Apple introduces macOS High Sierra With APFS File System, and More

Apple’s Senior Vice President of Software Engineering Craig Federighi has taken the stage at Apple’s WWDC keynote to introduce the next major version of macOS. They’re calling it macOS High Sierra.

Think of this like a Mountain Lion-style update—Craig himself said “we wanted to spend this year perfecting Sierra.”

The first major improvements come to Safari, with benchmarks putting Safari “tops them all,” saying that the web browser is the world’s fastest on High Safari. It also includes Autoplay Blocking, which means that Safari will detect sites that shouldn’t be playing video and will stop them automatically. Users can play the videos manually if they choose to.

Safari also includes intelligent tracking prevention, meaning sites won’t track you from one site to another. It won’t block ads, but it will promote a user’s privacy.

Mail in High Sierra is getting Split View, and will also promote searches in Spotlight as well.

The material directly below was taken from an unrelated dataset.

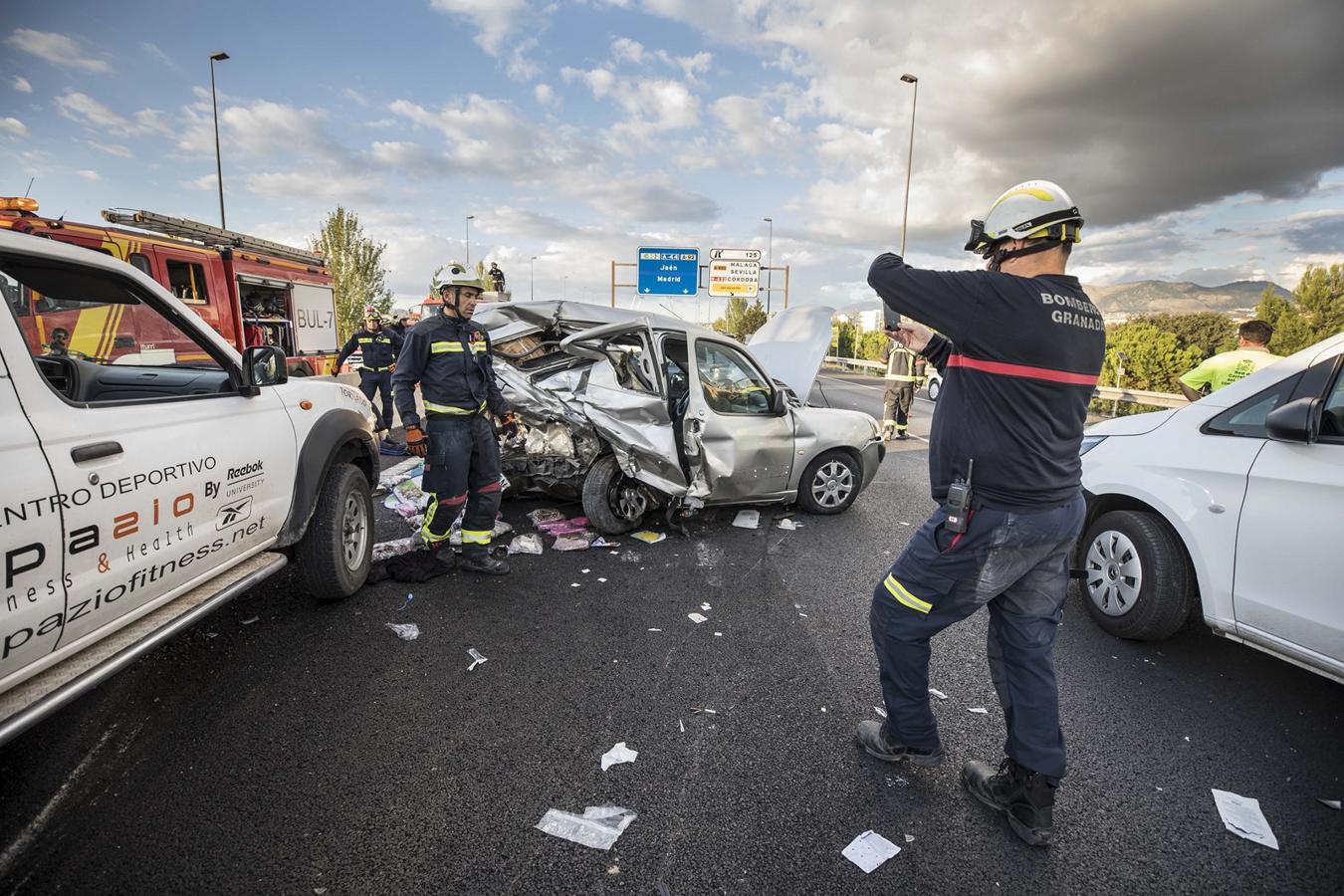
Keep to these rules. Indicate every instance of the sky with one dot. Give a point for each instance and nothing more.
(1202, 140)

Photos is getting a new persistent side bar, and a new view in chronological order, or by date, names, and more. People are synchronized automatically across devices as well. There are new editing tools in Photos, including Curves, to fine tune edges. Color in selective range. If you switch to another editing tool to make further edits, the changes will automatically sync to your Photos library.

Apple also unveiled its new Apple File System, with instant file synchronization, easy duplications when necessary, which are much faster on High Sierra.

Video is getting priority in High Sierra, with support for HVEC format. It has better compression than the previous H.264 standard, and the new MacBooks feature built-in support. Graphics and Apple’s Metal got a focus, with Metal 2 getting announced. It is “tremendously fast,” with new APIs and optimizations, which equal 10x better draw input. Apple also provided better debugging and performance analyst tools, and accelerates things with the Window Server atop Metal.

High Sierra will be available in a developer beta beginning today, and a public beta launches later this month. It will be available as a free upgrade later this fall.